Alternative replication factor C protein, Elg1, maintains chromosome stability by regulating PCNA levels on chromatin

Proliferating cell nuclear antigen (PCNA) is loaded on chromatin upon initiation of the S phase and acts as a platform for a large number of proteins involved in chromosome duplication at the replication fork. As duplication is completed, PCNA dissociates from chromatin, and thus, chromatin-bound PCNA levels are regulated during the cell cycle. Although the mechanism of PCNA loading has been extensively investigated, the unloading mechanism has remained unclear. Here, we show that Elg1, an alternative replication factor C protein, is required for the regulation of chromatin-bound PCNA levels.
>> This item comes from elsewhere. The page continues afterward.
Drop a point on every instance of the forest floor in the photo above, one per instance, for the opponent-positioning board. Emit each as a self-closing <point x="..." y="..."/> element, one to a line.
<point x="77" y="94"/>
When Elg1 was depleted by small interfering RNA, chromatin-bound PCNA levels were extremely increased during the S phase. The number of PCNA foci, regions in the nucleus normally representing DNA replication sites, was increased and PCNA remained on chromatin after DNA replication. Various chromatin-associated protein levels on chromatin were affected, and chromatin loop size was increased. During mitosis, cells with aberrant chromosomes and lagging chromosomes were frequently detected. Our findings suggest that Elg1 has an important role in maintaining chromosome integrity by regulating PCNA levels on chromatin, thereby acting as a PCNA unloading factor.